20 February 2024

Part (2) of the Bishop of Lamus.

In the first half of this piece, I demonstrated the shifty treatment which an old prayer received at the hands of the liturgists of 1943. I also wished to suggest to you that, whereas the seventh century original was about the Church of Rome and its protection by its august Apostolic Patrons, in 1943 the spotlight falls on the lonelier, soltary figure of the Bishop of Rome ... whom we rather hope will continually protect the Roman Church.

I can best illustate this by a quotation or two from the sam ancient source. 

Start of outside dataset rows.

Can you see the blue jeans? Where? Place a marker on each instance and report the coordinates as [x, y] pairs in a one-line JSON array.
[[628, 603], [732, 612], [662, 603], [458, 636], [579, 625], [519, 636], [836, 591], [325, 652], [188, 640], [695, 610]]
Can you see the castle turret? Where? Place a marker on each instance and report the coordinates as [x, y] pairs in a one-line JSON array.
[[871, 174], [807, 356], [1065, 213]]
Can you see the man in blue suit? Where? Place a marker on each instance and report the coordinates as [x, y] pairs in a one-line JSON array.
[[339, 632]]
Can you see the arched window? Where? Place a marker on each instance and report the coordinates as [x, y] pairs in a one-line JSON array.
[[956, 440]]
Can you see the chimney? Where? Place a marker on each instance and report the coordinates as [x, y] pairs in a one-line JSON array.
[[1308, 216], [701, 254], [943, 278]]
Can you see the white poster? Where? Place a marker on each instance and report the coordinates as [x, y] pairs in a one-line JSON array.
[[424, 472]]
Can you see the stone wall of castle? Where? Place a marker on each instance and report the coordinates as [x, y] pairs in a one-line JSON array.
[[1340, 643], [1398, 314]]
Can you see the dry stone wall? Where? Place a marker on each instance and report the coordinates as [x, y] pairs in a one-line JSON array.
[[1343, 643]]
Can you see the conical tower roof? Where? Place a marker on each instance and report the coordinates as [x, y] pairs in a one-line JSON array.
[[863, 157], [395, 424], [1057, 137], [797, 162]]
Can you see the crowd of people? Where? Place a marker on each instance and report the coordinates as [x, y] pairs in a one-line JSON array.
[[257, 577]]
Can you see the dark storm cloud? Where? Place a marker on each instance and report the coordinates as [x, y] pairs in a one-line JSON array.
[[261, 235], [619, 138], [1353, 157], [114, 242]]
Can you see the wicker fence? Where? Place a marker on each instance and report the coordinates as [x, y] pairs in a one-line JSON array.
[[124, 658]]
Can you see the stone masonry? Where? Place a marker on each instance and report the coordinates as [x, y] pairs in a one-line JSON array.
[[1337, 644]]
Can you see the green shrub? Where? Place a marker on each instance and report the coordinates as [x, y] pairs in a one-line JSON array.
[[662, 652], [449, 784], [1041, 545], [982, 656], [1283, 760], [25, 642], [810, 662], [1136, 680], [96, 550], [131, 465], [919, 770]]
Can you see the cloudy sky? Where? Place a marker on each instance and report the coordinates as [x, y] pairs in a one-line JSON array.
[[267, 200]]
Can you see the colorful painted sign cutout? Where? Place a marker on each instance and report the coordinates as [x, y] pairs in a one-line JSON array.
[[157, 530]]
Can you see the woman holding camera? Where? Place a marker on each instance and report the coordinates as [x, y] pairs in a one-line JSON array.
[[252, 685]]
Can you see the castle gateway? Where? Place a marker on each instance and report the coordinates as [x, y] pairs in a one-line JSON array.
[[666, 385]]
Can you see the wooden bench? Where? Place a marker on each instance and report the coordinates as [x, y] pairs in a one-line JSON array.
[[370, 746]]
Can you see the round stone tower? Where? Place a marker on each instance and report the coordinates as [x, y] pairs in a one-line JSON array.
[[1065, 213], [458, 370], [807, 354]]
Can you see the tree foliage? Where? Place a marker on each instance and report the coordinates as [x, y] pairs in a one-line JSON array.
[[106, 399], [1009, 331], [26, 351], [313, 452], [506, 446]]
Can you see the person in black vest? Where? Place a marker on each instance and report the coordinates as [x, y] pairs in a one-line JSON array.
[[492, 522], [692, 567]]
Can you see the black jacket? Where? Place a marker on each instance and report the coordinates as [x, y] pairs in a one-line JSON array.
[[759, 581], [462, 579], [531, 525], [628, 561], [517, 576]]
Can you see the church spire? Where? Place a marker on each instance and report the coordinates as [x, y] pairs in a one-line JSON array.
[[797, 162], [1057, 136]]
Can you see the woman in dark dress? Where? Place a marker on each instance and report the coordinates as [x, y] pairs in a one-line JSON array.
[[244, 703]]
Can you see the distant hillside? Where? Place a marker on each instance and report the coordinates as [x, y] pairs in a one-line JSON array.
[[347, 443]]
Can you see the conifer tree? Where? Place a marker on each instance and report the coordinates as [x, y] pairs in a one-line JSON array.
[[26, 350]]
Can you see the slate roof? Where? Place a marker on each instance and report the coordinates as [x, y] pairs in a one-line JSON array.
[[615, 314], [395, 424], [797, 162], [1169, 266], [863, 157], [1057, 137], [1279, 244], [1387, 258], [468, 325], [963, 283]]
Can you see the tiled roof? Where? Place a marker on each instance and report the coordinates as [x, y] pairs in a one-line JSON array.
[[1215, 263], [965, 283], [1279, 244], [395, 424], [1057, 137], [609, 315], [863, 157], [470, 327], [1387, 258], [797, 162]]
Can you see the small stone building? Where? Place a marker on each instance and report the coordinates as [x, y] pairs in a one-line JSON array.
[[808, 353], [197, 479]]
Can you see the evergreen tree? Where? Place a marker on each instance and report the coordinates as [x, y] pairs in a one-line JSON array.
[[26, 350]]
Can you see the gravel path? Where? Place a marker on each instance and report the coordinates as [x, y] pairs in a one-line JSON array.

In an adjacent Preface, we learn that, however many heretics there are around (errantium multitudo), the true Sons of the Father's Redemption are those who do not make a different noise from from the principalis Traditio; who follow quidquid sedes illa censuerit quam tenere voluisti totius ecclesiae principatum.

The "Principal Tradition". The "See which by God's will holds the principatus of the whole, world-wide, Church".

As I read this, I feel almost as if I am back in the first or second century. You will remember the Latin version of S Irenaeus: "ad hanc Ecclesiam propter potentiorem principalitatem ... in qua semper ... conservata est ea quae est ab Apostolis Traditio". S Cyprian called Rome the "Ecclesia principalis, unde unitas saccerdotalis exorta est." As Dix pointed out, everybody knew that Jerusalem was the first Church chronologically, and then there was Antioch; early writers cannot be staking a claim that Rome came first chronologically. I suspect that Greek concepts are at work here: the authenticity of Roman Tradition means that, like a stream emerging from a hill-side, Rome is at the pure source. S Irenaeus is certainly making that point when he calls the Roman Church arkhaiotate. Classicists will remember the poetics of Callimachus and his school. 

A couple of generations ago, scholars on the continent (Callewart, Chapelle ...) and even in England (Cross in Oxford) did a fair bit of work, identifying on stylistic grounds liturgical compositions by various Roman Pontiffs, going back to S Leo himself, in the Verona Sacramentary. They identified two or three centuries of elegant, gracious, confident Latinity, centred around the essential concepts of Primacy and Tradition. Here is one example; another Preface:

" Qui ineffabili sacramento ius apostolici principatus in Romani nominis arce posuisti unde se evangelica veritas per tota mundi regna diffunderet, ut quod in orbem terrarum eorum praedicatione manasset Christianae devotionis, sequeretur universitas salubrique compendio; et hi qui ab illorum tramite deviassent haberentur externi; et tantummodo filii veritatis existerent qui a principali nullatenus traditione discederent."

I don't find it easy to imagine men who thought, conversed, and prayed like this, discovering much in common with the Fernandezs or the Bergoglios or their Rome.

1 comment:

William Tighe said...

"Potentiorem" or, as Dix (and Jalland) thought, "potiorem?"